Wall Street’s VIX hit its highest since April while India’s gauge held near 15.6
Market nerves are showing up in the numbers again. Two of the most closely watched fear gauges sent a mixed but telling signal today, June 11, as investors weighed escalating Middle East tensions, sticky US inflation and a restless oil market.
Wall Street’s fear gauge climbs and money runs
The Cboe Volatility Index, the VIX, closed at 22.22, a jump of 12% from the prior session and its highest level since April 7. Over the past month it has swung between a low of 15.18 and a peak of 23.34, a reminder that the calm of late 2025 is long gone.
What’s notable is how investors are positioning around that move. Rather than piling into volatility protection, they pulled $64.5 million out of exchange-traded funds that track VIX-based derivatives, the fourth straight day of withdrawals. At the same time, they put $9.89 million into inverse-VIX products that profit when price swings ease, a sign some traders are betting the spike won’t last. Even with the outflows, total assets in VIX-derivative funds edged up about 1% to $2.89 billion from $2.85 billion.
The exits were concentrated in the most aggressive products. ProShares Ultra VIX Short-Term Futures saw the largest outflow at $33.19 million, followed by ProShares VIX Short-Term Futures at $10.91 million and 2x Long VIX Futures at $10.26 million. The lone inverse-VIX inflow went to the -1x Short VIX Futures product.
India’s gauge holds steady but stays elevated
Halfway around the world, the picture looked calmer on the surface. India VIX closed at 15.61, down a marginal 0.13% from the prior session, trading in a tight range between 15.12 and 15.94. The closing level pointed to a range-bound, wait-and-see day for Indian traders.
The bigger story is the trend.

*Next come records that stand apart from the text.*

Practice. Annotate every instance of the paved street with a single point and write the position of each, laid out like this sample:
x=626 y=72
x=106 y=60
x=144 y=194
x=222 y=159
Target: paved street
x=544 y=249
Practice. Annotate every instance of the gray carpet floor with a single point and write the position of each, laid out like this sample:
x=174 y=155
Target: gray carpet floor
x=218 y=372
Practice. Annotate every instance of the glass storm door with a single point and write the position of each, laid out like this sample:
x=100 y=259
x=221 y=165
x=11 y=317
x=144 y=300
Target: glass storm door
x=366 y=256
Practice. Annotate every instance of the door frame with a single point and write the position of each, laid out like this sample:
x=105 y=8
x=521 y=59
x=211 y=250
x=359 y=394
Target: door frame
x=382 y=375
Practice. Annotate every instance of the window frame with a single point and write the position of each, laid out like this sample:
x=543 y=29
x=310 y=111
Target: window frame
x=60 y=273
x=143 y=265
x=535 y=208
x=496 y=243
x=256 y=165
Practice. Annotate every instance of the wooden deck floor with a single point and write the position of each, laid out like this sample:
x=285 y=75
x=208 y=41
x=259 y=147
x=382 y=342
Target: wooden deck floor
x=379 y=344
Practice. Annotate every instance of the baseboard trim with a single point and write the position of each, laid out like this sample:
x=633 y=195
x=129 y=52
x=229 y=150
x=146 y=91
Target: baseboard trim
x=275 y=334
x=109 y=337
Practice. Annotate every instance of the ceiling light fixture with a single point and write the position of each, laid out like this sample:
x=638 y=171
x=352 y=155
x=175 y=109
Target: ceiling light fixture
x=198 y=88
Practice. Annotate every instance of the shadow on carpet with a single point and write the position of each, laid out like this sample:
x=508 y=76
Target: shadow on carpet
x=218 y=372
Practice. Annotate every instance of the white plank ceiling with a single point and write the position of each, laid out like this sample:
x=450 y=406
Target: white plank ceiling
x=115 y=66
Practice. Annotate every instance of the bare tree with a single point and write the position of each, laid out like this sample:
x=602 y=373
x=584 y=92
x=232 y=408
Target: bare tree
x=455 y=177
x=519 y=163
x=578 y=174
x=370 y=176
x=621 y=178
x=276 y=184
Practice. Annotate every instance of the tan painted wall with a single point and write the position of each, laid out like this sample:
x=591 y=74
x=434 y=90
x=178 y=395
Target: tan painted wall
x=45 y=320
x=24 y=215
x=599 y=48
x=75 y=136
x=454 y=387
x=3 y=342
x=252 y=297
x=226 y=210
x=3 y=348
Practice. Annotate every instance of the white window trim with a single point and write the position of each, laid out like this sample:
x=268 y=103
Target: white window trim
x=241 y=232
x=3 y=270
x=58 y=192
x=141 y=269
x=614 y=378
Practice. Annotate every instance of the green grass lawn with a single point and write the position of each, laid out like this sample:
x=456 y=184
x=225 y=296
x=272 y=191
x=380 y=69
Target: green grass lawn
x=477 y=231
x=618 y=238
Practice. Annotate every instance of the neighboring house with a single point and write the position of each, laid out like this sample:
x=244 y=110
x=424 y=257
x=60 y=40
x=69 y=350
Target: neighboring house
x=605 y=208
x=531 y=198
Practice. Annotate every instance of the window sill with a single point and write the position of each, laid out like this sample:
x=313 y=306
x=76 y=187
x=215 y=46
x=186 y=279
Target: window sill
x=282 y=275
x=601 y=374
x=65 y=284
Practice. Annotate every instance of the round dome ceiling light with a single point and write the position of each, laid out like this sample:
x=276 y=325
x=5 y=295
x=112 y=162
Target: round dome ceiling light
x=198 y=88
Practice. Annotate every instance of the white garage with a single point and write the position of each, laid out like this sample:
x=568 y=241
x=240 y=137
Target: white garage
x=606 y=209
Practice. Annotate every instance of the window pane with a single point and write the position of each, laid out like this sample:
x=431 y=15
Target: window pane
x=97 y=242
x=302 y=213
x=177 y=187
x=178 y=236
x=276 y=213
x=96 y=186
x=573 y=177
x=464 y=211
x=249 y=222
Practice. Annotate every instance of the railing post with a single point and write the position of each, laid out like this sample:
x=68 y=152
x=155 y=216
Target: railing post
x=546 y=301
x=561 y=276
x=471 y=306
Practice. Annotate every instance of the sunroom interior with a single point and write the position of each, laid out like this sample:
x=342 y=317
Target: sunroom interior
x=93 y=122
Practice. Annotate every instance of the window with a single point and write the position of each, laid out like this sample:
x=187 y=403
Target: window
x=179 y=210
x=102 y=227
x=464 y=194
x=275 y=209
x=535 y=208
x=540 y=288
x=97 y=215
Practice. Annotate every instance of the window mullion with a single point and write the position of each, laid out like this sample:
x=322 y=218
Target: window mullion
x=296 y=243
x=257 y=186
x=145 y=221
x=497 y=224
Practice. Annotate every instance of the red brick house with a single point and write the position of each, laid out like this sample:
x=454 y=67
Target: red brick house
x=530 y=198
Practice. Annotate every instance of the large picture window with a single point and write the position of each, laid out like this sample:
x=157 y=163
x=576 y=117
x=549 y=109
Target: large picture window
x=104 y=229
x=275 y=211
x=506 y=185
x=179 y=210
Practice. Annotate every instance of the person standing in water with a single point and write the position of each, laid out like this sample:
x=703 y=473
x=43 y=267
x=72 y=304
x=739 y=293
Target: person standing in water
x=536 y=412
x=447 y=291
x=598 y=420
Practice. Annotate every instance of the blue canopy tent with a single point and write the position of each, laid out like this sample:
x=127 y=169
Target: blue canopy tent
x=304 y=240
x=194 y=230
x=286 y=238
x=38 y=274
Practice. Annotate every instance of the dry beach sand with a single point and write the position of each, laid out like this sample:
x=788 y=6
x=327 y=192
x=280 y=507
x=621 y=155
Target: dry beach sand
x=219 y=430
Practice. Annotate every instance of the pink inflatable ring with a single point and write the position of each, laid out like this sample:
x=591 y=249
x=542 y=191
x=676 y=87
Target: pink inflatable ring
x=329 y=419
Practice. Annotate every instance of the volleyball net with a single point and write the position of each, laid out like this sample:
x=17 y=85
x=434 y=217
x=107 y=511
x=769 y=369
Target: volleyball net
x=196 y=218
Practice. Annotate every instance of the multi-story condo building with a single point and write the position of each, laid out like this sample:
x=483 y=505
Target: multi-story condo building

India’s gauge has climbed roughly 64.66% so far in 2026 and sits well above its 52-week low of 8.72. For much of 2025, the index frequently hovered near 10, so the current reading reflects a meaningfully more anxious environment. Its ability to stay above the 15 mark all session underscored that elevated uncertainty hasn’t gone anywhere.
What’s driving the unease
Both gauges trace back to the same handful of pressure points. Geopolitical tension in the Middle East, including developments tied to the US and Iran, has kept a risk-off mood simmering across asset classes. Stronger-than-expected US inflation readings have added to the caution, complicating the outlook for interest rates.
Oil has been a constant swing factor. Brent crude approached $95 a barrel following Middle East developments before easing back below $92 later in the session. Higher energy prices feed straight into inflation and currency worries, and reports indicated the Indian rupee came under pressure as crude climbed, reviving concerns about the country’s external accounts.
Capital flows are reinforcing the trend. Foreign portfolio investors have sold roughly $30 billion in Indian equities in 2026 so far, a persistent drag that has tracked closely with bouts of higher volatility.
A seasonal footnote
History offers a small dose of perspective on India’s gauge. Over the past 18 years, India VIX has posted negative June returns in 11 of them, with an average monthly move of about a 6.61% decline. The sharpest June drop, nearly 44%, came in 2024. Whether that seasonal tendency reasserts itself this year may depend less on the calendar and more on how the Middle East, oil prices and inflation play out in the weeks ahead.
Disclaimer: This article is for informational purposes only and does not constitute financial advice. The author and publication are not registered investment advisors and do not provide personalized investment recommendations.